Youth involved in both the child welfare and juvenile justice systems are more at risk for poor school performance. This is a noteworthy issue because it significantly affects the lives of minority youth. Poor academic performance increases the chances of juvenile justice involvement.5 When compared with their white peers, minority children in the child welfare system have more poor academic performances.5

Call for Action
The racial oppression that continues to be prevalent in juvenile justice and child welfare systems continues to have an impact on “crossover youth.”6 Foster children involved with juvenile justice are less likely to receive probation and are more likely to receive a placement in a detention center than are noncrossover youth.6 Bias amongst child welfare workers influences the length of stay for minority youth in foster care, which raises the chances for Black foster youth to engage in delinquent behaviors.6 These youth engage in delinquent behaviors because they lack positive attachments due to frequent placement disruptions and placement in group homes.6 The child welfare and the juvenile justice systems are viewed by Black families as a punishment for experiencing poverty.1 The child welfare system was supposed to be a protective factor for children who experience maltreatment at the hands of their families or other caregivers. Instead, the system is being used as a surveillance tool that punishes minority families who live in poverty. So often, youth in foster care are separated from their families and held in care for long periods of time, leaving them vulnerable to engagement with gangs and other delinquent groups.

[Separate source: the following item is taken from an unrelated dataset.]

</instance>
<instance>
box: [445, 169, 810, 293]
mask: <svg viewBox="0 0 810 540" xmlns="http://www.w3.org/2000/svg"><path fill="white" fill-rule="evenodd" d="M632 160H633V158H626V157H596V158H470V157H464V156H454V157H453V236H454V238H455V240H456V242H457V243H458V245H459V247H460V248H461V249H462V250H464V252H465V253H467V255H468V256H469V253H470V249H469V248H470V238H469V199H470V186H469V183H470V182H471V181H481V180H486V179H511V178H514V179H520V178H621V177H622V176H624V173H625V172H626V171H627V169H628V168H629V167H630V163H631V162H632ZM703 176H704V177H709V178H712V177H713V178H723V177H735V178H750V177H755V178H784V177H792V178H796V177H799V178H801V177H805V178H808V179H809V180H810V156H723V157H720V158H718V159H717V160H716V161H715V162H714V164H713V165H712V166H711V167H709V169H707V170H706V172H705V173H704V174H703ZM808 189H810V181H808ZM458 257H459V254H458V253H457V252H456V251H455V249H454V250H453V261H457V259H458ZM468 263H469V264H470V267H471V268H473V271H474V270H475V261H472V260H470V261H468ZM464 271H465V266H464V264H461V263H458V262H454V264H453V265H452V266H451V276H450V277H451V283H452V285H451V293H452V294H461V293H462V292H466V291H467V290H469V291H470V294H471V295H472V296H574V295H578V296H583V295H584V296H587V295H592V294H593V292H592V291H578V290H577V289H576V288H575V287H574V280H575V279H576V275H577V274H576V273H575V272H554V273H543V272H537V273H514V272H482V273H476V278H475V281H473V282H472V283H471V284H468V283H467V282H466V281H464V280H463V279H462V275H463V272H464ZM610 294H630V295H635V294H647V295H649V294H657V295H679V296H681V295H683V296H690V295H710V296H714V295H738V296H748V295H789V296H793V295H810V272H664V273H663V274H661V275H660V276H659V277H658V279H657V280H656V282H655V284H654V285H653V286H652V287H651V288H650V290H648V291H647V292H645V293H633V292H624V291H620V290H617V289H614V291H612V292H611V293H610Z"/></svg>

In order to fix the disproportionality within these systems, it’s necessary to address the systemic racism upon which these systems were built. There needs to be more education surrounding implicit bias for child welfare workers and more cultural competence training to prevent bias from determining a child’s length of stay or involvement with child welfare. In addition to these changes, there also needs to be more attention given to the academic performance of “crossover youth.” These youth need to be encouraged to do well academically and to engage in extracurricular activities to prevent them from engaging in delinquent behaviors. Social workers, legislators, and policymakers need to focus on correcting the disproportionality within these systems instead of perpetuating and upholding the systemic racism that maintains the issue.

— Ashaad Hipps, MSW, LMSW, CYMHS, is a therapist in an acute behavioral health hospital and a Doctor of Social Work candidate at the University of Kentucky. He also works part-time as an instructor in the Master of Social Work program at the University of Kentucky and as a psychotherapist working with children and adolescents with anxiety, depression, anger management issues, and low self-esteem.

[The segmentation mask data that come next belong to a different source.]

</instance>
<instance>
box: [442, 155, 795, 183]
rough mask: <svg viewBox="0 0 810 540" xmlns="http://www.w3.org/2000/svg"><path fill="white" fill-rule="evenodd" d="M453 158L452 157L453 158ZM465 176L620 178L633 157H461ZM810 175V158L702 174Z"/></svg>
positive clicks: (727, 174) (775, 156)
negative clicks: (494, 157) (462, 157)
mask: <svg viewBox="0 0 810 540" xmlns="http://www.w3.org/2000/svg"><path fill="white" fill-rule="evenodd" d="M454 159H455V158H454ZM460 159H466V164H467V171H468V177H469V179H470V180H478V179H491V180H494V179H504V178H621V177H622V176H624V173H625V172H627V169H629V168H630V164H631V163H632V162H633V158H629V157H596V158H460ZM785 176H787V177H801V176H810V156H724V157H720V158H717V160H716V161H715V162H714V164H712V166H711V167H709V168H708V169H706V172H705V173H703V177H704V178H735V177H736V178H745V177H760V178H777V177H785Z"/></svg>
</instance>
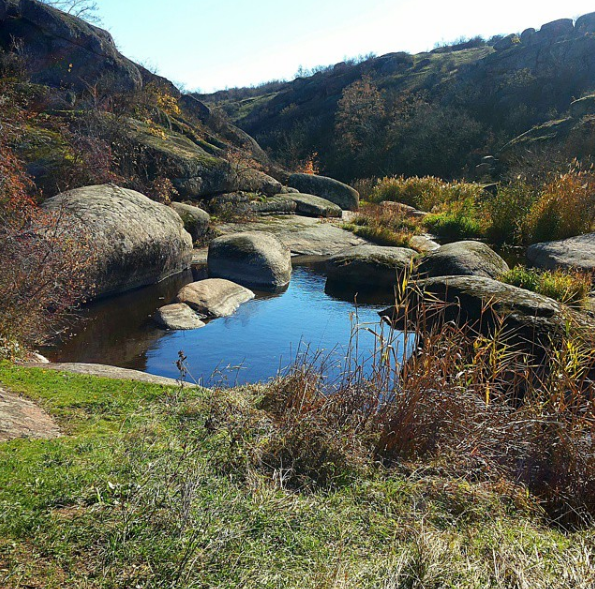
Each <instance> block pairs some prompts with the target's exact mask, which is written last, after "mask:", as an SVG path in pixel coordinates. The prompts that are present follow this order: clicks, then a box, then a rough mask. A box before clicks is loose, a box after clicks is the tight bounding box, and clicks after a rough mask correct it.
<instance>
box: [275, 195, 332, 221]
mask: <svg viewBox="0 0 595 589" xmlns="http://www.w3.org/2000/svg"><path fill="white" fill-rule="evenodd" d="M285 198H287V199H289V200H291V201H292V202H294V203H295V205H296V211H295V212H296V213H297V214H298V215H305V216H306V217H341V215H342V214H343V211H342V210H341V207H340V206H339V205H336V204H335V203H332V202H331V201H329V200H327V199H325V198H322V197H320V196H314V195H313V194H301V193H298V194H288V195H286V197H285Z"/></svg>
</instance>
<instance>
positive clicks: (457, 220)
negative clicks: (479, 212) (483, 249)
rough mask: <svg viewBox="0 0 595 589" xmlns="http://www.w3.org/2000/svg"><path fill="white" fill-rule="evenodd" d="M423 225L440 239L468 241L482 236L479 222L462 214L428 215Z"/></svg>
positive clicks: (475, 219) (467, 214)
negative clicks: (468, 238) (439, 238)
mask: <svg viewBox="0 0 595 589" xmlns="http://www.w3.org/2000/svg"><path fill="white" fill-rule="evenodd" d="M424 225H425V226H426V227H427V228H428V230H430V231H431V232H432V233H434V235H437V236H438V237H441V238H442V239H448V240H451V239H468V238H472V237H481V235H482V229H481V223H480V221H479V220H478V219H476V218H474V217H473V216H471V215H469V214H465V213H464V212H462V213H437V214H434V215H428V216H427V217H426V218H425V219H424Z"/></svg>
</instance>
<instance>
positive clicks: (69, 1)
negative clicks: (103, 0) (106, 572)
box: [41, 0, 100, 23]
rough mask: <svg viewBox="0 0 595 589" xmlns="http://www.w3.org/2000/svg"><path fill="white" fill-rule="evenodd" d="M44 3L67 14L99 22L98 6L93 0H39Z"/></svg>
mask: <svg viewBox="0 0 595 589" xmlns="http://www.w3.org/2000/svg"><path fill="white" fill-rule="evenodd" d="M41 2H43V3H44V4H48V5H49V6H53V7H54V8H58V9H59V10H62V11H63V12H66V13H67V14H72V15H73V16H77V17H79V18H84V19H85V20H87V21H89V22H95V23H96V22H99V21H100V18H99V15H98V14H97V11H98V6H97V2H94V0H41Z"/></svg>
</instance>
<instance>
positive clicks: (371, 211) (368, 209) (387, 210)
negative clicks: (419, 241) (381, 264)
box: [344, 204, 421, 247]
mask: <svg viewBox="0 0 595 589" xmlns="http://www.w3.org/2000/svg"><path fill="white" fill-rule="evenodd" d="M344 227H345V229H348V230H349V231H352V232H353V233H355V234H356V235H358V236H360V237H363V238H364V239H368V240H369V241H372V242H373V243H377V244H379V245H387V246H394V247H409V241H410V239H411V238H412V237H413V236H414V235H418V234H419V233H420V232H421V223H420V221H419V220H418V219H412V218H410V217H407V216H406V215H405V213H404V212H403V211H401V210H399V209H396V208H392V207H383V206H380V205H374V204H371V205H367V206H363V207H362V208H361V209H360V211H359V212H358V213H357V215H356V216H355V217H354V219H353V221H352V222H351V223H349V224H345V225H344Z"/></svg>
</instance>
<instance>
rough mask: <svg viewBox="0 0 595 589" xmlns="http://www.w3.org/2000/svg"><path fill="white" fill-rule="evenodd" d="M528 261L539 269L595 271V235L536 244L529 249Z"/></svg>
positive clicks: (528, 248) (591, 234) (586, 234)
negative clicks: (554, 269) (562, 269)
mask: <svg viewBox="0 0 595 589" xmlns="http://www.w3.org/2000/svg"><path fill="white" fill-rule="evenodd" d="M527 261H528V262H529V263H530V264H531V265H533V266H536V267H537V268H543V269H546V270H553V269H555V268H566V269H571V268H574V269H578V270H585V271H587V272H593V271H595V233H587V234H586V235H579V236H577V237H571V238H569V239H563V240H560V241H546V242H543V243H535V244H533V245H531V246H529V248H528V249H527Z"/></svg>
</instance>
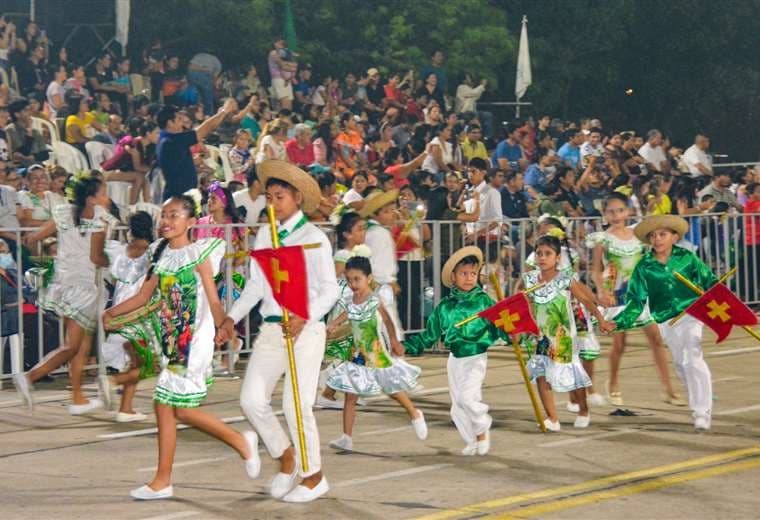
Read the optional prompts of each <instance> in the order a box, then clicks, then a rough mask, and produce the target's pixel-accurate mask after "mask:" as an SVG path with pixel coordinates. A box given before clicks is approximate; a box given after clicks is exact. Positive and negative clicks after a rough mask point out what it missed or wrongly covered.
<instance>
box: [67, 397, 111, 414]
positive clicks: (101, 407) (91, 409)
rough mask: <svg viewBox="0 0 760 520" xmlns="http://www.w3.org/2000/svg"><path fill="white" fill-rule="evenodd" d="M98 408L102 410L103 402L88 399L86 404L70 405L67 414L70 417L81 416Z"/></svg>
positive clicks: (90, 399)
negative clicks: (68, 413) (68, 411)
mask: <svg viewBox="0 0 760 520" xmlns="http://www.w3.org/2000/svg"><path fill="white" fill-rule="evenodd" d="M98 408H103V401H101V400H100V399H90V400H89V401H88V402H87V404H70V405H69V414H71V415H83V414H86V413H90V412H92V411H93V410H97V409H98Z"/></svg>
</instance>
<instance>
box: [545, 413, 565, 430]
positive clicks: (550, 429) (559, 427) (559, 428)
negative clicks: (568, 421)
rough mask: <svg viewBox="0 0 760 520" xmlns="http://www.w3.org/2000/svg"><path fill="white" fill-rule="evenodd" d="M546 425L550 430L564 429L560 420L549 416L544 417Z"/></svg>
mask: <svg viewBox="0 0 760 520" xmlns="http://www.w3.org/2000/svg"><path fill="white" fill-rule="evenodd" d="M544 426H545V427H546V429H547V430H548V431H550V432H558V431H560V430H561V429H562V427H561V426H560V424H559V421H556V422H555V421H552V420H551V419H549V418H548V417H547V418H546V419H544Z"/></svg>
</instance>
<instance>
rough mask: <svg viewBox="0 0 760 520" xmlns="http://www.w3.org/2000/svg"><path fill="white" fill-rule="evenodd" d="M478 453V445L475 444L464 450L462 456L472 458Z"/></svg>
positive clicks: (462, 453)
mask: <svg viewBox="0 0 760 520" xmlns="http://www.w3.org/2000/svg"><path fill="white" fill-rule="evenodd" d="M477 452H478V443H477V442H473V443H470V444H468V445H467V446H465V447H464V448H462V455H464V456H465V457H472V456H473V455H475V454H476V453H477Z"/></svg>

1. Williams-Butler A. Reducing delinquency among African American youth in foster care: does gender make a difference in crossover prevention? Child Youth Serv Rev. 2018;94:563-571.

2. Jantz I, Rolock N, Leathers SJ, Dettlaff AJ, Gleeson JP. Substitute care entry: the relationship between race or ethnicity and levels of county organization. Child Abuse Negl. 2012;36(11-12):771-781.

3. Pryce J, Lee W, Crowe E, Park D, McCarthy M, Owens G. A case study in public child welfare: county-level practices that address racial disparity in foster care placement. J Public Child Welf. 2019;13(1):35-59.

4.Vidal S, Prince D, Connell CM, Caron CM, Kaufman JS, Tebes JK. Maltreatment, family environment, and social risk factors: determinants of the child welfare to juvenile justice transition among maltreated children and adolescents. Child Abuse Negl. 2017;63:7-18.

5. Yoon S, Quinn CR, McCarthy KS, Robertson AA. The effects of child protective services and juvenile justice system on academic outcomes: gender and racial differences. Youth Soc. 2021;53(1):131-152.

6. Marshall J, Haight W. Understanding racial disproportionality affecting African American youth who cross over from the child welfare to the juvenile justice system: communication, power, race and social class. Child Youth Serv Rev. 2014;42:82-90.